How I restored a Sony Vaio PCG C1XD without a Sony CDROM drive

Disclaimer: this was totally unofficial and not recommended by Sony or even me. If this laptop was still under warranty, that warranty would be considered violated (As you will probably be, if the lawyers catch you even googling this!)

The official technique seems to involve buying an Sony brand, external CDROM reader that's more expensive than better third party models, but is mandatory since no other brand or model will work. *cough* Lockin!
Normal 3rd party USB CD drives aren't bootable with this laptop, which makes things difficult for the screwdriver deprived..
Just the screwdriver deprived. 


My Short Version:
Transfer the hard drive to a normal PC, copy the files from the CD to the D:partition, put the drive back into the laptop and start the restore from the bare bootable C: partition using the command

RESTORER   C:   D:\SONY.IMG   -V


My Longer version (with photos)

Extraction

  1. I backed up my stuff more than usual
  2. I turned my laptop onto its front and remove the five screws off the back (the sixth is the RAM cover which is optional)
  3. I removed the battery, to expose the removable cover caps
    Removable cover
    so I could remove the two concealed screws
    Two concealed screws
  4. I rolled my laptop back to normal, and with a flat bladed screwdriver I pushed the hidden catches under the bottom row of keys, approximately under the FN and PGDN keys, so the keyboard popped up
  5. I disconnected the two keyboard cables
    Internal keyboard screws
    The friction catches are straight forward, lift them a millimetre or two (tweezers worked for me) and the cable just slides out from inside, leaving the catch still attached to the board.

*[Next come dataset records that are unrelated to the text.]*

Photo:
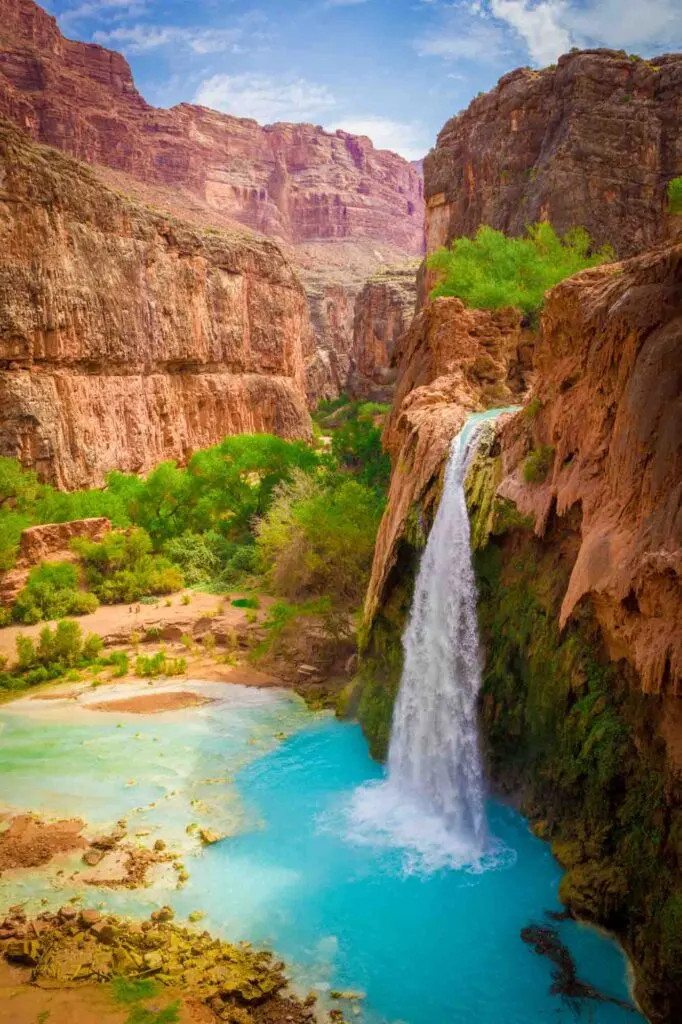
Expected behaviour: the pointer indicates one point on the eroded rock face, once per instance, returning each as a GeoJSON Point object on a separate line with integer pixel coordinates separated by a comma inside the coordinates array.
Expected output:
{"type": "Point", "coordinates": [608, 396]}
{"type": "Point", "coordinates": [590, 142]}
{"type": "Point", "coordinates": [128, 337]}
{"type": "Point", "coordinates": [453, 361]}
{"type": "Point", "coordinates": [342, 206]}
{"type": "Point", "coordinates": [383, 311]}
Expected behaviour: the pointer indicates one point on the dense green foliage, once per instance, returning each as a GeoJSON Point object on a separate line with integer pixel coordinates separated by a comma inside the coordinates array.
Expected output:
{"type": "Point", "coordinates": [51, 592]}
{"type": "Point", "coordinates": [675, 196]}
{"type": "Point", "coordinates": [317, 539]}
{"type": "Point", "coordinates": [492, 271]}
{"type": "Point", "coordinates": [121, 566]}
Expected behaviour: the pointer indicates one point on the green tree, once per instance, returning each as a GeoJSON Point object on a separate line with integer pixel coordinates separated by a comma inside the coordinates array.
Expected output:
{"type": "Point", "coordinates": [492, 271]}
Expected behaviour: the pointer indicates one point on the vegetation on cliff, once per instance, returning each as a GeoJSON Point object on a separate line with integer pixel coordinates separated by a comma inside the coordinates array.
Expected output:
{"type": "Point", "coordinates": [492, 270]}
{"type": "Point", "coordinates": [572, 733]}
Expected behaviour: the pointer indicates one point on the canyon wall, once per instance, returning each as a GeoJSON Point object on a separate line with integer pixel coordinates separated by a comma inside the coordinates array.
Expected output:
{"type": "Point", "coordinates": [128, 337]}
{"type": "Point", "coordinates": [577, 517]}
{"type": "Point", "coordinates": [314, 190]}
{"type": "Point", "coordinates": [591, 142]}
{"type": "Point", "coordinates": [383, 312]}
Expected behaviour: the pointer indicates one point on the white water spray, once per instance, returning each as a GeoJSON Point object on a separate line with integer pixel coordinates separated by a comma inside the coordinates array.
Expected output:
{"type": "Point", "coordinates": [433, 799]}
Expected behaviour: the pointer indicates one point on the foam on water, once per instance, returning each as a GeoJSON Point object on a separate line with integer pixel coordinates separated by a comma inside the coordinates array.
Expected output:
{"type": "Point", "coordinates": [427, 944]}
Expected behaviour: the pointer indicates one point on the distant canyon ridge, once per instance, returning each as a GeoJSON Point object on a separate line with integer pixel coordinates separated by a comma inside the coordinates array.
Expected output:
{"type": "Point", "coordinates": [213, 274]}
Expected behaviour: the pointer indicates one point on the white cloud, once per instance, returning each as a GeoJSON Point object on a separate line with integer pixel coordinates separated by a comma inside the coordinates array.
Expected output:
{"type": "Point", "coordinates": [491, 30]}
{"type": "Point", "coordinates": [408, 138]}
{"type": "Point", "coordinates": [142, 38]}
{"type": "Point", "coordinates": [464, 39]}
{"type": "Point", "coordinates": [111, 9]}
{"type": "Point", "coordinates": [541, 26]}
{"type": "Point", "coordinates": [266, 99]}
{"type": "Point", "coordinates": [628, 24]}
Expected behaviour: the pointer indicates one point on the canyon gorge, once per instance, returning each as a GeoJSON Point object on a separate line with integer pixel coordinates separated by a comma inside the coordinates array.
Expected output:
{"type": "Point", "coordinates": [477, 509]}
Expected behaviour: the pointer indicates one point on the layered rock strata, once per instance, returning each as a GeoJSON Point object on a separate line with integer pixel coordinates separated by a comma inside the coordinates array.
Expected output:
{"type": "Point", "coordinates": [383, 312]}
{"type": "Point", "coordinates": [590, 142]}
{"type": "Point", "coordinates": [128, 337]}
{"type": "Point", "coordinates": [341, 205]}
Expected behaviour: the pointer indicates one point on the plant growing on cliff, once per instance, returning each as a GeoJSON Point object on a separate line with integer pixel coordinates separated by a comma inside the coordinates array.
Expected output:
{"type": "Point", "coordinates": [538, 464]}
{"type": "Point", "coordinates": [121, 566]}
{"type": "Point", "coordinates": [493, 271]}
{"type": "Point", "coordinates": [318, 541]}
{"type": "Point", "coordinates": [675, 196]}
{"type": "Point", "coordinates": [51, 592]}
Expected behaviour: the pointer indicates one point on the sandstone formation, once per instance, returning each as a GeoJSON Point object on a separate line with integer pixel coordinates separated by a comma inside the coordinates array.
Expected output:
{"type": "Point", "coordinates": [383, 311]}
{"type": "Point", "coordinates": [608, 398]}
{"type": "Point", "coordinates": [128, 337]}
{"type": "Point", "coordinates": [316, 190]}
{"type": "Point", "coordinates": [592, 141]}
{"type": "Point", "coordinates": [453, 361]}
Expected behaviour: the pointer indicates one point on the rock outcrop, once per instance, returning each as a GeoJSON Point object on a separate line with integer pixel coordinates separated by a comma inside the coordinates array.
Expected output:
{"type": "Point", "coordinates": [578, 515]}
{"type": "Point", "coordinates": [453, 361]}
{"type": "Point", "coordinates": [607, 412]}
{"type": "Point", "coordinates": [318, 192]}
{"type": "Point", "coordinates": [383, 312]}
{"type": "Point", "coordinates": [592, 142]}
{"type": "Point", "coordinates": [128, 337]}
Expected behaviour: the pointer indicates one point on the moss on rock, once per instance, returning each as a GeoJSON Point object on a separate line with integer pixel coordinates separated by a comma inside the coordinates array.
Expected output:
{"type": "Point", "coordinates": [571, 734]}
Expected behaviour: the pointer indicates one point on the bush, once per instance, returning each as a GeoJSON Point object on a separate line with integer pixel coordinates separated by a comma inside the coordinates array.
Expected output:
{"type": "Point", "coordinates": [148, 667]}
{"type": "Point", "coordinates": [675, 196]}
{"type": "Point", "coordinates": [320, 541]}
{"type": "Point", "coordinates": [492, 271]}
{"type": "Point", "coordinates": [538, 464]}
{"type": "Point", "coordinates": [196, 554]}
{"type": "Point", "coordinates": [51, 593]}
{"type": "Point", "coordinates": [121, 567]}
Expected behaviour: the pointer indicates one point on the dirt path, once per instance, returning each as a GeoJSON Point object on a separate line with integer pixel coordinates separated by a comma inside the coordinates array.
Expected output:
{"type": "Point", "coordinates": [116, 623]}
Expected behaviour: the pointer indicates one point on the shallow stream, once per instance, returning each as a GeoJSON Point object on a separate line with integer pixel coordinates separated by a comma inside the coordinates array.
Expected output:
{"type": "Point", "coordinates": [302, 868]}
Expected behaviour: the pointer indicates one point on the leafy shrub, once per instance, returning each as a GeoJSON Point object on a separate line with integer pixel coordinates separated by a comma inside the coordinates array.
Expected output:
{"type": "Point", "coordinates": [320, 541]}
{"type": "Point", "coordinates": [538, 464]}
{"type": "Point", "coordinates": [196, 554]}
{"type": "Point", "coordinates": [356, 445]}
{"type": "Point", "coordinates": [675, 196]}
{"type": "Point", "coordinates": [121, 567]}
{"type": "Point", "coordinates": [50, 593]}
{"type": "Point", "coordinates": [57, 650]}
{"type": "Point", "coordinates": [492, 271]}
{"type": "Point", "coordinates": [151, 666]}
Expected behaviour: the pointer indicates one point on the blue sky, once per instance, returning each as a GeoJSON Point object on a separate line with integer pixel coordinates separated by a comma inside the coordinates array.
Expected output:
{"type": "Point", "coordinates": [394, 70]}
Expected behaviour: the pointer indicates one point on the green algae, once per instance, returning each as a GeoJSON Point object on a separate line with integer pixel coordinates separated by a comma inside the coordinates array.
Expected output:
{"type": "Point", "coordinates": [571, 735]}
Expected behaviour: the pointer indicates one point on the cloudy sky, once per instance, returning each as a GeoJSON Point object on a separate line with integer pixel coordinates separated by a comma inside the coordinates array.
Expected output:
{"type": "Point", "coordinates": [394, 70]}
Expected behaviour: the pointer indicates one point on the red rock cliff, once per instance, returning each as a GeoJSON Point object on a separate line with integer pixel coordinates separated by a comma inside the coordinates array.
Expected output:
{"type": "Point", "coordinates": [127, 337]}
{"type": "Point", "coordinates": [608, 392]}
{"type": "Point", "coordinates": [592, 141]}
{"type": "Point", "coordinates": [343, 206]}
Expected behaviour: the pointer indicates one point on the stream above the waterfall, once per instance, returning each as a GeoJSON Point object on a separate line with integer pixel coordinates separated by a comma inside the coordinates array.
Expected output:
{"type": "Point", "coordinates": [347, 908]}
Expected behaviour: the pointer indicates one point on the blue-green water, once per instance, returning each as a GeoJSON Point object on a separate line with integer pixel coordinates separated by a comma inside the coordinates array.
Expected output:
{"type": "Point", "coordinates": [346, 907]}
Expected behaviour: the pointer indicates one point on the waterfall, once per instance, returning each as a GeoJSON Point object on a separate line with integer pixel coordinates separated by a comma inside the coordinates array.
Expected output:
{"type": "Point", "coordinates": [433, 798]}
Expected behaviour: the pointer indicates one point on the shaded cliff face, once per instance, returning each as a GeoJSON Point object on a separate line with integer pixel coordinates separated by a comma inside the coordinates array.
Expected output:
{"type": "Point", "coordinates": [609, 417]}
{"type": "Point", "coordinates": [315, 190]}
{"type": "Point", "coordinates": [578, 514]}
{"type": "Point", "coordinates": [383, 312]}
{"type": "Point", "coordinates": [590, 142]}
{"type": "Point", "coordinates": [127, 337]}
{"type": "Point", "coordinates": [452, 360]}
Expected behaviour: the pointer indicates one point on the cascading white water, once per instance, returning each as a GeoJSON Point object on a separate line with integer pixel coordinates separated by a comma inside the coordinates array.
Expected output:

The keyboard can then be pulled straight out.
  6. The middle panel needs those two cables
    Panel Cables
    disconnected before it lifts out too
  7. To get the hard drive out
    Harddrive cables
    I disconnected the remaining two cables and then the three screws holding it down (bottom right was missing on my laptop)

Loading

  1. Using an IDE converter
    IDE convertor
    borrowed from Ross at Softlink NZ (thanks) I was now able to make my VAIO laptop drive appear as an IDE drive..
  2. Turning off the PC
    I plugged the VAIO HDD into the secondary IDE cable and the power
    I left the existing PC drive on the primary IDE since I needed it for windows
    I connected in my external USB DVD writer to use as a CD reader
  3. Starting the PC, Windows detected it fine, and I was able to do a full backup
  4. I discovered (the hard way) the Sony restore wouldn't run on the PC, even when booting from CD, due to being a hardware specific install.
  5. But using windows, I created two partitions (C: and D:). 
    (XP command START DISKMGT.MSC  )
  6. I booted off a win98 floppy disk and formatted Drive C as bootable FAT, using the MS-DOS command
    FORMAT C: /S
  7. D: got ordinary FAT, using
    FORMAT D:
  8. Drive D: had the restore CD1 and a Network card driver copied into it

Restoring

  1. Returning the hard drive to the Vaio I was able to boot onto the C drive
  2. Using the dos commands
    D:
    CD \cds\vaio1\sony\
    RESTORER c: d:\cds\vaio1\sony.img -v

    I was able to get inside the restorer directory and restore the Sony image over the C drive
    Screen snap

  3. One reboot later and I was experiencing cutting edge 1998 software.
  4. Once the NIC drivers were installed, I was able to pull other software off the network CD drives.